Gençlik dizilerini izlemeyi seviyoruz bu bir gerçek. Gençlik kokan dizilerin bize sunduğu ne olabilir ki diye merak edenler olabilir. Cevap çok basit: Hata. Gençken yapmayı en çok sevdiğimiz ve ne yazık ki yaşımız ilerledikçe gerçekliği riske atmayı pek de uygun görmediğimiz bir şey var bu dizilerin temasında. Hata var ama pişmanlıktan eser yok.
Yasaklara karşı asi duruş, ailelerin koruyucu çemberinden çıkmak için savaş, ilk aşkın kavurucu tutkusu, yalanlar, aldatmalar, küçük çapta entrikalar ve tabii ki hiç sönmeyecekmişçesine yanan gençlik ateşi…

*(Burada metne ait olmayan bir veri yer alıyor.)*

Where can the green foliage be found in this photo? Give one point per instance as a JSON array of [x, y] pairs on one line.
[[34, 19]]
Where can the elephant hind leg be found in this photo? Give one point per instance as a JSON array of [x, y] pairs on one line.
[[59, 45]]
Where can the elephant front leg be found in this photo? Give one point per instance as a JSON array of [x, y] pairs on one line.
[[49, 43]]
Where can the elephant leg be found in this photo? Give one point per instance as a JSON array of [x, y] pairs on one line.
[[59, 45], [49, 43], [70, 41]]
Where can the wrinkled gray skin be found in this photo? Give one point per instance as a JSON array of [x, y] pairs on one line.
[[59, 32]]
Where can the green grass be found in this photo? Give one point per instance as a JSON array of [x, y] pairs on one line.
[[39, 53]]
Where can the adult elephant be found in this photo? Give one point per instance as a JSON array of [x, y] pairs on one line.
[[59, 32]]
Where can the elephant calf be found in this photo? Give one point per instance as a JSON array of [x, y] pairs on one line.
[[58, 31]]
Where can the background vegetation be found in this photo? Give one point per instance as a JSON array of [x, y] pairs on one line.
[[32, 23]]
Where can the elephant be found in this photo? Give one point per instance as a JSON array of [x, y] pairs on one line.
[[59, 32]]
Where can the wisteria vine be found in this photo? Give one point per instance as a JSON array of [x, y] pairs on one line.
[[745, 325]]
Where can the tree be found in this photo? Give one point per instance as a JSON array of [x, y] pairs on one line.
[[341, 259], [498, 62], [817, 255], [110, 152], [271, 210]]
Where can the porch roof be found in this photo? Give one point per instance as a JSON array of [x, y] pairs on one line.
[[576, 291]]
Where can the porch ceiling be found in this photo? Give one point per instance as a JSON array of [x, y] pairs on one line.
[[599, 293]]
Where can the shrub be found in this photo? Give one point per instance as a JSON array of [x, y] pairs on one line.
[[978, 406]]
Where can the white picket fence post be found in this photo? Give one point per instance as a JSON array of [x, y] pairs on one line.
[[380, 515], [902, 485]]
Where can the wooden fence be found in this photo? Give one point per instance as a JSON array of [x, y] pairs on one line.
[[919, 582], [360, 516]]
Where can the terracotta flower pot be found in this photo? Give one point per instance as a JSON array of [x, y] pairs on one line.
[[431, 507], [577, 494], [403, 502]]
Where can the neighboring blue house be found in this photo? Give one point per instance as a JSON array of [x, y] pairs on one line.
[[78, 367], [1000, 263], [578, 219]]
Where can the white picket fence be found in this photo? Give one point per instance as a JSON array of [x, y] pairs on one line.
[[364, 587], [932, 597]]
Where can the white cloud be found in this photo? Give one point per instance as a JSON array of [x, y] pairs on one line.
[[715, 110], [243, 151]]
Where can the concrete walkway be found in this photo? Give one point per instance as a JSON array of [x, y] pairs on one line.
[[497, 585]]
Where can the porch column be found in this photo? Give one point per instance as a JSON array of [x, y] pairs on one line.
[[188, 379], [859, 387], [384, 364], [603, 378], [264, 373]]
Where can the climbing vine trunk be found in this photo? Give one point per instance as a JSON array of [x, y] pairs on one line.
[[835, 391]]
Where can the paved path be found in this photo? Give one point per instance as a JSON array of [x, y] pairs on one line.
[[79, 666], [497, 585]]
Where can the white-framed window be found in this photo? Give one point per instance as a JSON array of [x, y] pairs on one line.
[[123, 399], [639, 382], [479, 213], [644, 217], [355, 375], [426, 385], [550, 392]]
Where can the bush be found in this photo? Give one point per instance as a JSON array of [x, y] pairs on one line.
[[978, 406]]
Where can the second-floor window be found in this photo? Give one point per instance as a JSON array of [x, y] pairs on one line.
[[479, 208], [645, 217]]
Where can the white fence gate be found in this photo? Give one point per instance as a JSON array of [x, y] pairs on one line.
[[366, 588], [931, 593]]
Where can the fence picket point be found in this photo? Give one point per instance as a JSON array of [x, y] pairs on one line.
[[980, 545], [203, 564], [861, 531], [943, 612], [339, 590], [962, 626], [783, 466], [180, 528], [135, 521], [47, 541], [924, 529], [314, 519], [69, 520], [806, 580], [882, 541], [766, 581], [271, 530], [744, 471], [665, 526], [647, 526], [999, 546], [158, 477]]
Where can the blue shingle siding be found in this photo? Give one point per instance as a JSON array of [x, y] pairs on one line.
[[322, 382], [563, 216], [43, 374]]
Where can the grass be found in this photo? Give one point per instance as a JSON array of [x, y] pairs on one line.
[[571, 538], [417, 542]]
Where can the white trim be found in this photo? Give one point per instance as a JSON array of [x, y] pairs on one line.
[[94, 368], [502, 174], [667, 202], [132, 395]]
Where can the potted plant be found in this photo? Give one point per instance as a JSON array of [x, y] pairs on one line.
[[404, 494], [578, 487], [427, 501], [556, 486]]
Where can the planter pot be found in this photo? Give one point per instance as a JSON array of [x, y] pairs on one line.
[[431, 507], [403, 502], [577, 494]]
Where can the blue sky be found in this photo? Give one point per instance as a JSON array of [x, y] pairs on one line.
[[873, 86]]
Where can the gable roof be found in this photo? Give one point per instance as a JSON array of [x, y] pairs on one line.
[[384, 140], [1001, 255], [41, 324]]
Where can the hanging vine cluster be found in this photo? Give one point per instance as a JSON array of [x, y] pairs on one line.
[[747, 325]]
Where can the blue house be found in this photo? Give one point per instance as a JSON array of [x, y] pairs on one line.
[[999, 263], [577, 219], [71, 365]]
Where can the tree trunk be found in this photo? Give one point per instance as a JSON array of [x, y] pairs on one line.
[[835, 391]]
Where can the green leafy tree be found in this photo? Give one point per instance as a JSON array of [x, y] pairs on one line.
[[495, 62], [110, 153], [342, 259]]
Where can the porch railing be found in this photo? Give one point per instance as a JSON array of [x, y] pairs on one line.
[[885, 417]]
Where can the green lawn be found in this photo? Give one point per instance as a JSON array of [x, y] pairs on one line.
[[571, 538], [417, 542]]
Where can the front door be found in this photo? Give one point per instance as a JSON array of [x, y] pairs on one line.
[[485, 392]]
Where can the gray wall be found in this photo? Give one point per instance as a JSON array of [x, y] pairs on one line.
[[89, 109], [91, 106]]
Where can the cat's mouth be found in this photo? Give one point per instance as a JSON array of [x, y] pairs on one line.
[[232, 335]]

Hiçbir zaman yetişkin olmayacakmış gibi anın tadını çıkaran, dibe batmaktan korkmayan, fonda çalan müzikleri hayatının odak noktası yapan bu gençleri izlemek bizlerde hipnoz etkisi yaratıyor. O zamanlara dönüyoruz, o zamanları yaşamak istiyoruz. Tekrar ve tekrar…
Dolayısıyla kimilerince hor görülen bu ‘teenage’ diziler büyümekten ve gerçeklikten kaçış en uğrak caddesi. Tabii bir de gençliğe duyulan özlemin açık adresi.